According to the Centers for Disease Control and Prevention (CDC), more than 100 million adults in the United States are now living with diabetes or prediabetes. Diabetes is a chronic (long-lasting) health condition that affects how your body turns food into energy. Most people’s bodies naturally produce the hormone insulin, which helps convert sugars from the food we eat into energy that the body can use or store for later. When you have diabetes, your body either doesn’t make insulin or doesn’t use its insulin well, causing your blood sugar to rise. High blood sugar levels can cause serious health problems over time.

The final visualization I created is a histogram of BMI distribution by diabetes status, where diabetes is represented by different colors. The plot shows that individuals with diabetes have a higher mean BMI compared to those without diabetes. It also shows that the distribution of BMI is wider for individuals with diabetes, indicating that there is more variability in BMI among individuals with diabetes.

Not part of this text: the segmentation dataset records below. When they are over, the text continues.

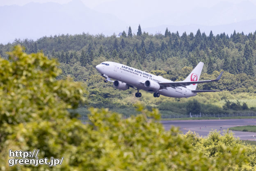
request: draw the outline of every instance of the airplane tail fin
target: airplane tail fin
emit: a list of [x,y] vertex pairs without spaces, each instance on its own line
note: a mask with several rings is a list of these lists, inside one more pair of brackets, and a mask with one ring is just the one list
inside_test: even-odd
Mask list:
[[[199,80],[201,72],[203,66],[203,63],[200,62],[197,66],[193,70],[187,78],[184,80],[185,82],[197,81]],[[197,84],[194,84],[187,86],[187,87],[192,90],[195,90],[197,89]]]

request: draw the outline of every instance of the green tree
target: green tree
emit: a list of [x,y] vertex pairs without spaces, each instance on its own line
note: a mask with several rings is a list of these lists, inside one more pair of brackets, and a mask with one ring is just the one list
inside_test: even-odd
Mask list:
[[207,68],[207,73],[211,74],[213,72],[213,63],[211,57],[209,58],[209,63],[208,63],[208,67]]
[[168,30],[168,28],[166,27],[166,30],[165,30],[165,37],[167,37],[167,36],[169,36],[169,31]]
[[122,38],[122,40],[121,40],[121,43],[120,43],[120,45],[122,47],[122,48],[123,49],[125,47],[125,43],[124,43],[124,40]]
[[122,33],[122,36],[123,37],[124,37],[125,38],[126,37],[127,37],[127,36],[126,36],[126,33],[125,32],[124,30],[123,30],[123,33]]
[[113,48],[117,51],[118,51],[118,44],[117,43],[117,39],[115,39]]
[[131,28],[130,26],[129,27],[129,30],[128,30],[128,35],[127,35],[127,37],[133,37],[133,33],[132,33],[132,29]]
[[61,71],[55,60],[42,53],[27,55],[22,50],[15,47],[9,53],[10,61],[0,58],[0,70],[5,73],[0,76],[4,83],[0,85],[1,170],[49,169],[43,165],[6,167],[9,149],[35,148],[40,150],[40,158],[64,156],[67,160],[63,168],[71,169],[75,162],[69,156],[81,136],[78,130],[85,126],[67,109],[75,109],[85,100],[84,89],[70,78],[56,79]]
[[152,53],[153,52],[155,51],[155,46],[154,45],[154,43],[152,42],[152,41],[150,41],[150,43],[149,43],[149,50],[148,52],[149,53]]
[[141,36],[142,35],[142,33],[141,31],[141,28],[140,27],[140,25],[139,25],[139,27],[138,27],[138,32],[137,32],[137,36]]

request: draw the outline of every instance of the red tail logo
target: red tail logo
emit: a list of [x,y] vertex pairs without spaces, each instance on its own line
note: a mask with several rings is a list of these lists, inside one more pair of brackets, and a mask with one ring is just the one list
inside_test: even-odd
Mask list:
[[[191,74],[190,77],[191,81],[197,81],[197,75],[195,73],[193,73]],[[193,85],[195,85],[195,84],[193,84]]]

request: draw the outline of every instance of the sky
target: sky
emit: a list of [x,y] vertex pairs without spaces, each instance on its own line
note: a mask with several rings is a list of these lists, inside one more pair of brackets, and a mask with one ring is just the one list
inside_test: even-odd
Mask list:
[[[32,2],[39,3],[51,2],[63,4],[68,3],[71,1],[72,0],[0,0],[0,6],[13,5],[22,6]],[[84,2],[85,5],[90,8],[94,8],[104,2],[110,2],[118,1],[118,3],[120,4],[120,6],[121,7],[125,5],[126,3],[129,3],[129,1],[124,1],[123,0],[82,0],[82,1]],[[138,0],[138,1],[142,1],[141,0]],[[256,0],[248,0],[248,1],[251,2],[256,5]],[[176,2],[178,1],[177,1],[176,0],[166,0],[165,1],[165,3],[167,3],[168,4],[167,6],[171,7],[174,4],[175,4]],[[182,0],[180,1],[182,1],[182,3],[185,5],[187,5],[194,6],[206,7],[213,6],[221,2],[238,3],[245,1],[245,0]],[[147,3],[151,4],[152,5],[154,5],[154,4],[156,3],[155,0],[147,0]]]
[[[74,2],[73,5],[71,1]],[[55,2],[61,4],[62,9],[69,9],[64,13],[59,10],[59,14],[55,10],[48,14],[49,16],[46,14],[43,17],[44,11],[39,13],[34,9],[35,15],[31,15],[29,12],[33,11],[32,8],[39,7],[34,5],[29,8],[30,6],[26,5],[32,2],[42,5]],[[13,5],[24,8],[10,6]],[[53,6],[50,5],[50,8]],[[164,34],[167,27],[171,32],[185,31],[187,34],[195,33],[200,28],[207,35],[211,30],[215,35],[223,32],[230,35],[235,30],[245,34],[256,30],[256,0],[0,0],[0,21],[6,26],[0,27],[0,43],[11,42],[15,38],[36,39],[45,35],[84,32],[110,36],[114,32],[118,34],[123,30],[127,33],[129,26],[136,34],[139,24],[142,31],[153,34]],[[23,11],[21,11],[21,8]],[[27,12],[24,14],[21,11]],[[59,16],[53,21],[54,17],[51,17],[55,14]],[[15,15],[16,18],[12,18]],[[65,18],[62,19],[64,15]],[[23,18],[20,18],[22,16]],[[83,25],[80,25],[79,20]],[[39,21],[46,27],[34,27],[31,30],[25,28],[27,25],[38,25]],[[19,25],[14,25],[15,23]],[[71,23],[74,27],[68,27]]]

One interesting pattern that emerges from the plot is that there is a higher proportion of individuals with diabetes in the higher BMI range, which shows the relationship between BMI and diabetes. Additionally, the plot highlights the need for public health interventions aimed at preventing and managing diabetes, especially among those with high BMIs.

One limitation of the analysis is that it does not take into account other risk factors for diabetes, such as physical activity, family history, and diet. Future analysis could use these variables to gain a more understanding of the relationship between BMI and diabetes.